Plus de 144 300 annonces ont été analysées, soit 36 % du total des annonces françaises sur Airbnb. L’enquête, réalisée en collaboration avec les rédactions allemande de la Süddeutsche Zeitung, belge de De Tijd, néerlandaise de Trouw.nl et le journaliste d’investigation suisse François Pilet, permet de lever en partie le voile sur un marché dont l’opacité profite surtout aux gros loueurs.
Gros loueurs, petites surfaces
Très disert sur le « milliard d’euros » que la firme californienne a « distribué aux hôtes » depuis juin 2016, Emmanuel Marill, son directeur général en France et en Belgique, se montre moins volubile concernant le chiffre d’affaires réalisé par les multipropriétaires et ceux qui louent à l’année.

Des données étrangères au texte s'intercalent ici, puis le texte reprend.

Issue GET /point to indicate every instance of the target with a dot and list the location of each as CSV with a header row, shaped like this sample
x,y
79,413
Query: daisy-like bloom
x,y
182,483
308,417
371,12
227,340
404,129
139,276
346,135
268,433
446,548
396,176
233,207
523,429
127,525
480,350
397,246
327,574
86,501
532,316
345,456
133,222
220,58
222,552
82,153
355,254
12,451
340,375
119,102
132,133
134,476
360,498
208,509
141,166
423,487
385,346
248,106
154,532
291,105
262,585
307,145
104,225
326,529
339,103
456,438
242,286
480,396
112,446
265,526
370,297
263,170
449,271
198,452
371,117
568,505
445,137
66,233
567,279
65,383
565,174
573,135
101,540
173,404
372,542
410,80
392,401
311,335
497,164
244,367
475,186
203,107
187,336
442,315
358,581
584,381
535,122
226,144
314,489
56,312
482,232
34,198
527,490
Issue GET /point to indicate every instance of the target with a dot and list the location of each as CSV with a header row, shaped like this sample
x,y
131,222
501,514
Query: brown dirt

« Nous ne livrons pas ce chiffre qui intéresserait beaucoup nos concurrents (…), mais leur part est loin d’être majoritaire. »
Minoritaires, les multipropriétaires sont également discrets : à Bruxelles, marché également sous la responsabilité d’Emmanuel Marill, les 14 % de multipropriétaires possèdent 36 % des annonces, selon De Tijd.
Pourtant, sur Airbnb, certains propriétaires ne chôment pas : loin des 175 euros mensuels reçus par l’hébergeur moyen en France, ceux qui louent à l’année tirent un revenu mensuel supérieur au revenu médian des salariés français.
Ces gros loueurs investissent en priorité dans des studios et des T1 : plus de 87 % des logements loués à l’année sont en effet des petites surfaces, contre 12 % dans le parc immobilier français.
Pour multiplier leurs gains, certains n’hésitent pas à en acheter plusieurs – près de 10 % de multipropriétaires représentent plus du tiers des hébergeurs à l’année, dans les vingt villes que nous avons étudiées. Une disponibilité et un taux d’acceptation des réservations qui les placent souvent en tête du classement des annonces de leur ville.
Qui sont ces multipropriétaires ?
Deux à cinq appartements : les particuliers investissent sur Airbnb
Plus de 85 % des multipropriétaires gèrent « en amateur » entre deux et cinq appartements.
Certains particuliers investissent non loin de chez eux, pour faciliter l’intendance : « Nous louons depuis trois ans maintenant deux studios totalement indépendants, expliquent Marianne et Stéphane sur leur annonce. Ils sont situés dans l’immeuble où nous vivons, ce qui nous permet d’être présents si nécessaire pour nos locataires. »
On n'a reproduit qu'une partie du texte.